Enjoying one of the last nice days of the year!! Put on just over 400 miles driving around Southern Indiana. Lara felt a little sick in the morning, but a touch of dramamine and soon she was back to her old self, "Put the window up! Put it down! Turn the radio up! I'm hungry!" Tried to keep up with the group, but had to modify the schedule a little -- 2 McDonalds stops (and of course, when it's time for lunch, guess who's not hungry??!!)

But still overall it was great fun! 30 people and 15 cars I think. Enjoy!!

Leaving home, 6.45am and yes, that's a pink Hello Kitty 2-way radio on the passenger seat . . . 

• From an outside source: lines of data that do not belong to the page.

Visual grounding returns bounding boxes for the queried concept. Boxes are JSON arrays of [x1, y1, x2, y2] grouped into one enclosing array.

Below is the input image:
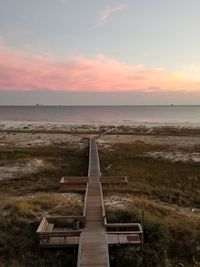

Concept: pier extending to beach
[[37, 137, 143, 267]]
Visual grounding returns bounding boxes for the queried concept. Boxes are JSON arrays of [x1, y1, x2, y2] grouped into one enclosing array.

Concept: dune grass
[[100, 143, 200, 267], [0, 144, 88, 267]]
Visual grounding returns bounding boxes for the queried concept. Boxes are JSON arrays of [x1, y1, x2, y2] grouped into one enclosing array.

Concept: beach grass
[[100, 142, 200, 267], [0, 141, 88, 267]]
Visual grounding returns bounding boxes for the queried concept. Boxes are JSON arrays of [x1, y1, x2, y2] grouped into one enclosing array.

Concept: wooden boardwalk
[[77, 137, 110, 267], [37, 137, 143, 267]]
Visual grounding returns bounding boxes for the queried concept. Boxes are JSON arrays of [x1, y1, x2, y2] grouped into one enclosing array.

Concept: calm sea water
[[0, 106, 200, 125]]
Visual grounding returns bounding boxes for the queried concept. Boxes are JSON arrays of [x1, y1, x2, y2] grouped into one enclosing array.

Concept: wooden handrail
[[100, 183, 106, 220], [83, 183, 88, 217], [40, 230, 81, 238], [36, 217, 48, 233]]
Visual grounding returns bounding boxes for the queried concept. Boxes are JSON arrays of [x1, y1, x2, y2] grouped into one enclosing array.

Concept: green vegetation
[[100, 142, 200, 207], [0, 141, 88, 267], [100, 143, 200, 267]]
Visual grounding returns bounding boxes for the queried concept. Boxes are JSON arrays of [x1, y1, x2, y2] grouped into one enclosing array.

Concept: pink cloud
[[0, 39, 200, 92], [99, 4, 126, 24]]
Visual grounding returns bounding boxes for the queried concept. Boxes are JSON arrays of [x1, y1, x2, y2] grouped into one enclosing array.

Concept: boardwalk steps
[[77, 138, 110, 267], [37, 137, 143, 267]]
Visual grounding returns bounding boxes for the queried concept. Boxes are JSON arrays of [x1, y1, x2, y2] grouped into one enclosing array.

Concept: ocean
[[0, 105, 200, 126]]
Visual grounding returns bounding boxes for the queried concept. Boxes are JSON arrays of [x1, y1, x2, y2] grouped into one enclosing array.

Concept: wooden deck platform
[[37, 137, 143, 267], [106, 233, 142, 246]]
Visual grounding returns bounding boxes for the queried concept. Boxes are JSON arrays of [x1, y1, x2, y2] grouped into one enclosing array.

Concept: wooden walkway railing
[[77, 138, 110, 267], [37, 137, 143, 267]]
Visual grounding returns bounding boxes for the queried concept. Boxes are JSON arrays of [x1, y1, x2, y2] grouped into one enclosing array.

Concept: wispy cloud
[[0, 38, 200, 92], [98, 4, 127, 25]]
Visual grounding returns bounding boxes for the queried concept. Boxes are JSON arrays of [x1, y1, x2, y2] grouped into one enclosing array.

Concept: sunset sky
[[0, 0, 200, 105]]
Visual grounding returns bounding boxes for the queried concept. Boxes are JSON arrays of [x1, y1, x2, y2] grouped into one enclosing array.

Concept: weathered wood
[[37, 138, 143, 267], [77, 138, 109, 267], [60, 176, 88, 193]]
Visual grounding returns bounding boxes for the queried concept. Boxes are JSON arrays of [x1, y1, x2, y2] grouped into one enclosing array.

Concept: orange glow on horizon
[[0, 39, 200, 92]]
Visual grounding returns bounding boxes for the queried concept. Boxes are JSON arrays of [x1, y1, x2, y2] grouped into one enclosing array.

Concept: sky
[[0, 0, 200, 105]]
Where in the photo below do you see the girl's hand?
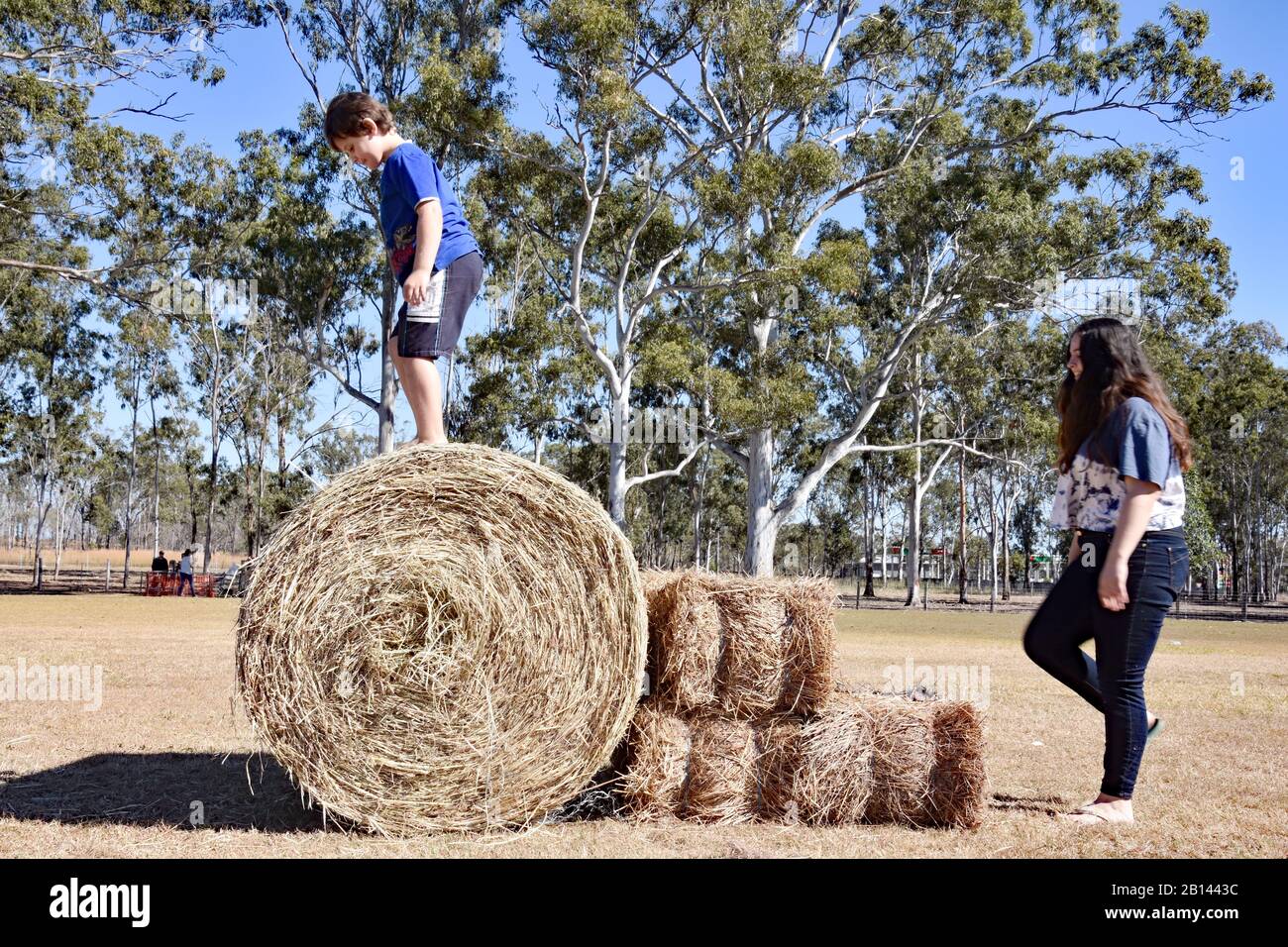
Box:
[1098,558,1127,612]
[403,269,430,305]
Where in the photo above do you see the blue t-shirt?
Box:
[380,142,480,286]
[1051,397,1185,532]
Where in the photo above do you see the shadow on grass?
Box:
[0,753,322,832]
[988,792,1069,815]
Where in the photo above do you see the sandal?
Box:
[1145,716,1163,746]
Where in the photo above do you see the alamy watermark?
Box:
[150,277,259,325]
[590,404,698,450]
[881,656,989,707]
[0,659,103,710]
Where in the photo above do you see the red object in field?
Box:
[143,573,215,598]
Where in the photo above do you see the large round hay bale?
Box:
[237,445,647,835]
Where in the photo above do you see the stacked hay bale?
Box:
[619,571,986,827]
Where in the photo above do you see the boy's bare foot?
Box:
[1060,792,1136,826]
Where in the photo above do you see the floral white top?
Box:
[1051,397,1185,532]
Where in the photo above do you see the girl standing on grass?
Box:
[1024,317,1192,824]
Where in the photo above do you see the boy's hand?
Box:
[403,269,430,305]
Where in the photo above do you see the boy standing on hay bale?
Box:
[323,91,483,447]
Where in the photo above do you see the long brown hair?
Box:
[1055,316,1193,476]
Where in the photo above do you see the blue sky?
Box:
[80,0,1288,453]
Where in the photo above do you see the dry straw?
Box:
[644,570,836,720]
[237,445,648,835]
[619,693,986,828]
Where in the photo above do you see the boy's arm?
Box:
[403,197,443,305]
[412,197,443,273]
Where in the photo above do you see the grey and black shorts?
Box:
[390,250,483,359]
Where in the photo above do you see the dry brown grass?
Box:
[0,595,1288,858]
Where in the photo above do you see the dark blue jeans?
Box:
[1024,527,1190,798]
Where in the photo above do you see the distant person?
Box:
[1024,317,1192,824]
[175,549,197,598]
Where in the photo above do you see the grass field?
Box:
[0,594,1288,858]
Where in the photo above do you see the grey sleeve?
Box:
[1118,398,1172,488]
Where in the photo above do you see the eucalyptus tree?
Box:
[610,0,1270,574]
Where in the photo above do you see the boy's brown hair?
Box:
[322,91,394,151]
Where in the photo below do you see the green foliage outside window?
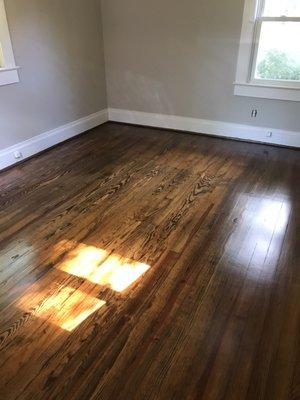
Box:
[257,49,300,81]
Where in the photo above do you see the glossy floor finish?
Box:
[0,123,300,400]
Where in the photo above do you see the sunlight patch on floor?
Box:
[58,244,150,292]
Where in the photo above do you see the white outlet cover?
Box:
[14,151,23,160]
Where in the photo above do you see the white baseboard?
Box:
[108,108,300,147]
[0,109,108,170]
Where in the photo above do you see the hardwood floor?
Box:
[0,123,300,400]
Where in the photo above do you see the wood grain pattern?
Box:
[0,123,300,400]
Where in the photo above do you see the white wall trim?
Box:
[108,108,300,147]
[0,109,108,170]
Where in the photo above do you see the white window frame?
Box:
[0,0,20,86]
[234,0,300,101]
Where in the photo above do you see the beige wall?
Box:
[102,0,300,131]
[0,0,107,150]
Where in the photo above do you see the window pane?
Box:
[255,21,300,81]
[264,0,300,17]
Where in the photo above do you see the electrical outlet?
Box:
[251,109,258,118]
[14,151,23,160]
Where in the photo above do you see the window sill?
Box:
[0,67,20,86]
[234,82,300,101]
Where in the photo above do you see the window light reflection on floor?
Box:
[58,244,150,292]
[18,240,150,332]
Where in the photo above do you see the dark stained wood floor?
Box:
[0,123,300,400]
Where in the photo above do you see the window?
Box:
[0,0,19,85]
[235,0,300,101]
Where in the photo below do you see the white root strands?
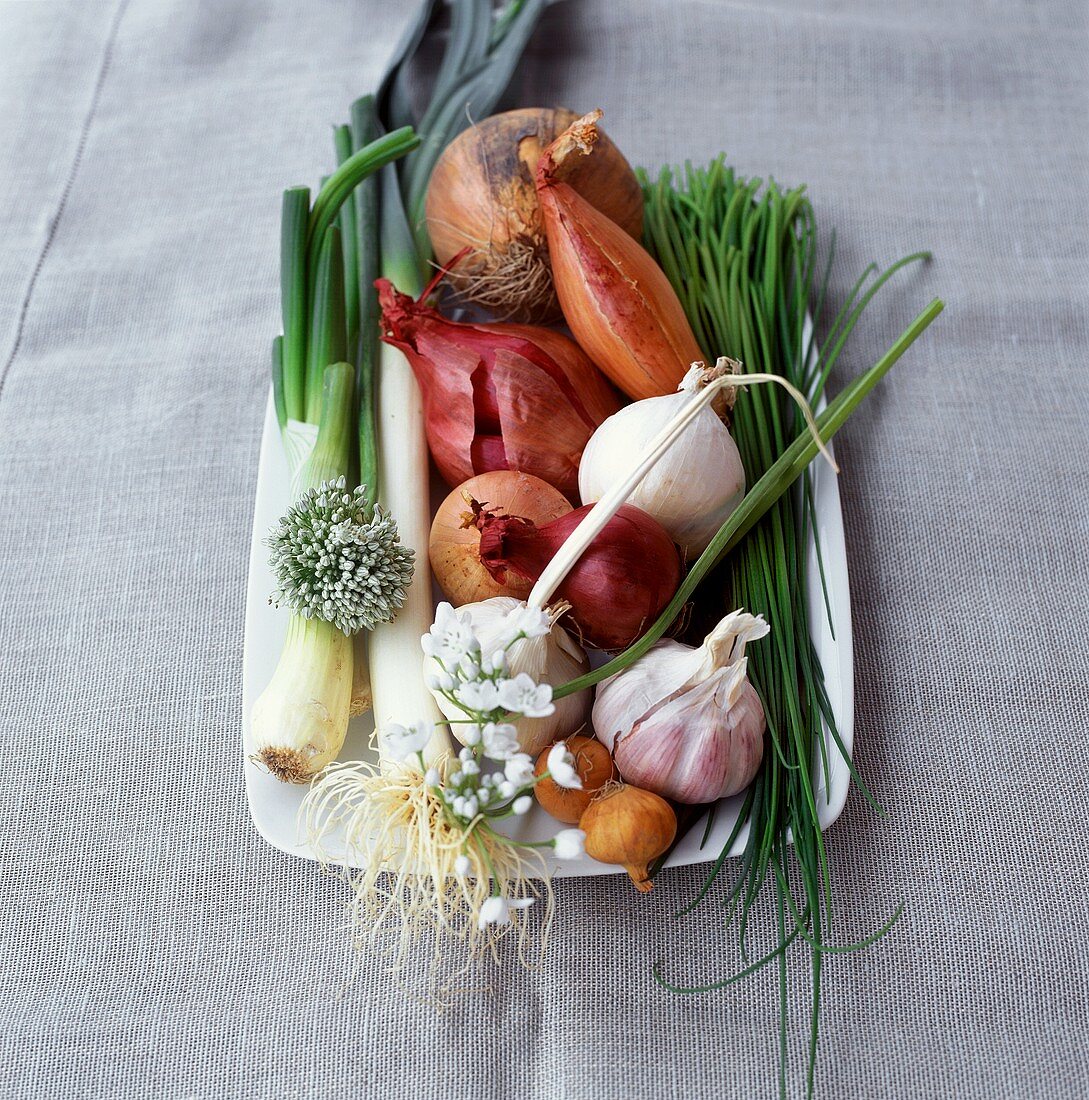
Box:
[300,762,553,1005]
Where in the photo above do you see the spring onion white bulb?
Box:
[579,360,745,558]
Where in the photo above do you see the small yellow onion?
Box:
[425,108,642,322]
[579,783,677,893]
[534,734,618,825]
[428,470,571,607]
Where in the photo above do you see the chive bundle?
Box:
[638,157,942,1096]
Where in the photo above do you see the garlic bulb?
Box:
[593,611,769,804]
[579,360,745,558]
[424,596,592,756]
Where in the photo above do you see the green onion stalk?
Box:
[248,128,419,783]
[334,0,545,763]
[556,157,943,1096]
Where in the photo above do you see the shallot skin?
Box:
[375,279,620,501]
[480,504,682,650]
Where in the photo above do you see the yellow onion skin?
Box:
[425,107,642,323]
[579,783,677,893]
[537,111,704,399]
[534,734,619,825]
[428,470,571,607]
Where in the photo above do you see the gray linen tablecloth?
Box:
[0,0,1089,1100]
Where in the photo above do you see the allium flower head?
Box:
[265,477,416,635]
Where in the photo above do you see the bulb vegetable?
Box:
[429,470,571,607]
[537,111,704,398]
[594,611,768,803]
[579,360,745,558]
[579,783,677,893]
[476,504,682,649]
[534,734,618,825]
[427,108,642,323]
[378,273,619,499]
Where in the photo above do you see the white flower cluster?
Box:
[382,603,585,927]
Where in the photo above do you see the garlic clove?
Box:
[614,670,765,805]
[593,611,769,804]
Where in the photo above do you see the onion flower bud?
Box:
[376,279,620,501]
[593,611,769,804]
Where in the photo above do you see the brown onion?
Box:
[537,111,704,398]
[426,108,642,322]
[534,734,618,825]
[476,504,681,649]
[428,470,571,607]
[579,783,677,893]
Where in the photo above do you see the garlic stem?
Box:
[527,367,839,607]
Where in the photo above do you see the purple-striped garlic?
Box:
[593,611,769,804]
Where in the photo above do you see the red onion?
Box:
[477,504,681,649]
[375,279,620,501]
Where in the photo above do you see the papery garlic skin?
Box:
[593,611,769,804]
[424,596,593,756]
[579,364,745,559]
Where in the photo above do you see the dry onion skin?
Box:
[534,734,619,825]
[425,107,642,323]
[428,470,572,607]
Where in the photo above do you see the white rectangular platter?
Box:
[242,398,854,877]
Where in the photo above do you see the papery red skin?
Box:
[537,117,704,399]
[375,279,620,501]
[477,504,682,649]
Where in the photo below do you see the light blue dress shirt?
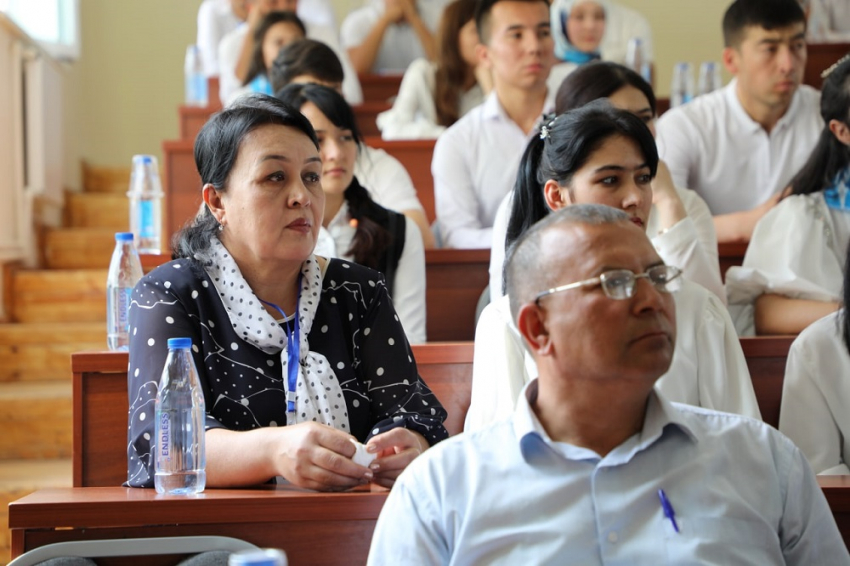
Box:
[369,380,850,566]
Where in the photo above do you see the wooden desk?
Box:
[9,486,388,566]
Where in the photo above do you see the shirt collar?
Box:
[513,379,699,465]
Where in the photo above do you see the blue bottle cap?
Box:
[168,338,192,350]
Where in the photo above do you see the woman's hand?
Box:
[273,422,372,491]
[366,427,428,487]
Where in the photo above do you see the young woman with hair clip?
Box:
[278,84,426,344]
[230,12,307,101]
[779,242,850,475]
[490,62,726,302]
[726,57,850,336]
[464,100,760,430]
[378,0,491,140]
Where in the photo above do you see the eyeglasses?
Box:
[534,265,682,306]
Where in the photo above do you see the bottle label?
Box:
[139,200,159,238]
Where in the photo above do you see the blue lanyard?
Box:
[823,169,850,212]
[257,275,301,413]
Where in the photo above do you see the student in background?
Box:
[779,242,850,475]
[658,0,823,243]
[490,61,726,303]
[340,0,448,73]
[277,84,426,344]
[269,39,435,248]
[218,0,363,104]
[378,0,491,140]
[726,54,850,336]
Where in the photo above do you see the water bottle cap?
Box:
[168,338,192,350]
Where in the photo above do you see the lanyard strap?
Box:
[257,275,301,413]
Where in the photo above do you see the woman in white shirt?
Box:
[464,100,760,430]
[377,0,490,140]
[490,62,726,303]
[726,58,850,336]
[277,84,426,344]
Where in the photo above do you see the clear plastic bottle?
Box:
[626,37,652,84]
[183,45,209,106]
[153,338,207,495]
[670,63,694,108]
[127,155,164,254]
[106,232,142,350]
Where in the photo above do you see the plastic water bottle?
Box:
[227,548,288,566]
[106,232,142,350]
[626,37,652,84]
[670,63,694,108]
[127,155,164,254]
[183,45,208,106]
[697,61,722,95]
[153,338,207,495]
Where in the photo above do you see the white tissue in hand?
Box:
[351,439,378,467]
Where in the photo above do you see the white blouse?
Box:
[726,193,850,336]
[315,202,426,344]
[490,189,726,303]
[464,281,761,431]
[377,59,484,140]
[779,309,850,475]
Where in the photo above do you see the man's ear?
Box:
[516,303,552,356]
[202,183,227,226]
[543,179,574,210]
[829,119,850,146]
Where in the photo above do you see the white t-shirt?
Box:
[316,203,426,344]
[377,59,484,140]
[218,21,363,106]
[431,88,555,248]
[726,193,850,336]
[197,0,241,77]
[490,189,726,304]
[657,80,823,215]
[779,310,850,475]
[463,281,761,432]
[340,0,449,73]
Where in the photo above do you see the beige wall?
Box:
[64,0,728,189]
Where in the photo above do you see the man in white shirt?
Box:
[218,0,363,105]
[431,0,557,248]
[340,0,449,73]
[369,205,850,566]
[657,0,823,243]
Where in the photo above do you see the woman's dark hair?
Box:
[242,12,307,85]
[277,84,392,269]
[786,59,850,200]
[269,39,345,92]
[505,100,658,249]
[555,61,657,116]
[434,0,475,127]
[172,94,319,261]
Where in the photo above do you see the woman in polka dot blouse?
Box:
[127,95,448,490]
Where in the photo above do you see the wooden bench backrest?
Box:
[71,343,472,487]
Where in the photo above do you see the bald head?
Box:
[504,204,632,320]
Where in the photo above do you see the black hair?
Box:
[277,84,392,269]
[505,100,658,252]
[242,12,307,85]
[172,94,319,261]
[789,55,850,195]
[555,61,657,116]
[269,39,345,92]
[475,0,549,45]
[723,0,806,47]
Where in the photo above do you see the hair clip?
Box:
[820,53,850,79]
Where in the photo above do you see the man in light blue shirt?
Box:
[369,205,850,565]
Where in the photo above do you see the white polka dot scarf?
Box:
[204,236,351,432]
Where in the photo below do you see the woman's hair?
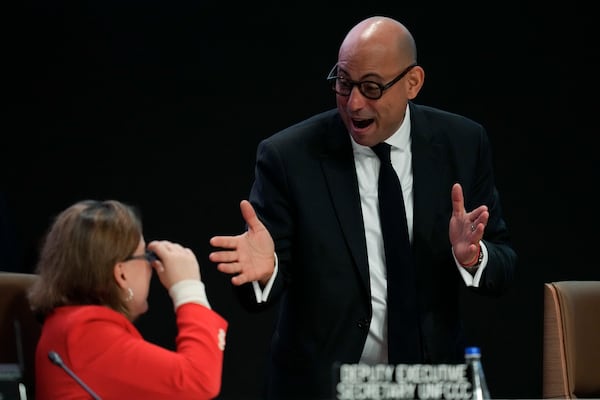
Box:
[28,200,142,319]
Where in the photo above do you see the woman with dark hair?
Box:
[29,200,228,400]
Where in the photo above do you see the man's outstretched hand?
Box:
[208,200,275,286]
[449,183,490,265]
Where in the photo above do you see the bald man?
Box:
[210,16,517,400]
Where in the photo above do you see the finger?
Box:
[208,251,237,263]
[210,236,238,249]
[240,200,262,230]
[217,263,240,275]
[451,183,465,215]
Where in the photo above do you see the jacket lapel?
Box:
[321,114,369,293]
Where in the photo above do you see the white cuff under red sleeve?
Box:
[169,279,210,311]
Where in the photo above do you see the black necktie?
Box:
[372,143,423,364]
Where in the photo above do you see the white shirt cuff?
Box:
[252,253,279,303]
[169,279,210,311]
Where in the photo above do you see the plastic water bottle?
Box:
[465,347,491,400]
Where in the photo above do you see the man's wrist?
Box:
[460,244,483,269]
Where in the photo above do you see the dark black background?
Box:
[0,0,600,399]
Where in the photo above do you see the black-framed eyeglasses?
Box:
[327,63,418,100]
[123,249,160,263]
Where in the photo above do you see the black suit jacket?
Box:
[238,103,516,399]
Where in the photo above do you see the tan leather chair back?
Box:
[543,281,600,399]
[0,272,41,398]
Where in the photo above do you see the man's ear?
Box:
[406,65,425,100]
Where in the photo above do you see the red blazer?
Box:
[35,303,228,400]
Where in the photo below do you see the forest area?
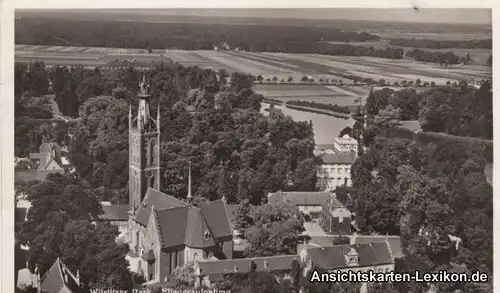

Driving to the meeting point









Meeting old friends and new faces









Lara in the back, with modified wind deflector (same as last year's, but put in a bent hanger to give it more support. Holds up to highway speeds now!)









Scenic shots . . .


----------



## kashrahman (May 10, 2004)

So where did we go on the Ohio River? To the Blue Heron Vineyard! A small, local winery with a beautiful view of the Ohio River. They very nicely set up lunch for us. Lara enjoyed the crackers and chocolate!


















































































Posing . . . .




































Ohio River


----------



## chicagofan00 (Feb 10, 2008)

Looks like you had a nice and relaxing Sunday! Thanks for sharing.


----------



## SailinSand (Aug 24, 2007)

Thanks for sharing! She is such a little cutie! Looks like you two had a GREAT time!


----------



## LondonBlue (Feb 26, 2004)

Cute kid! nice pictures.


----------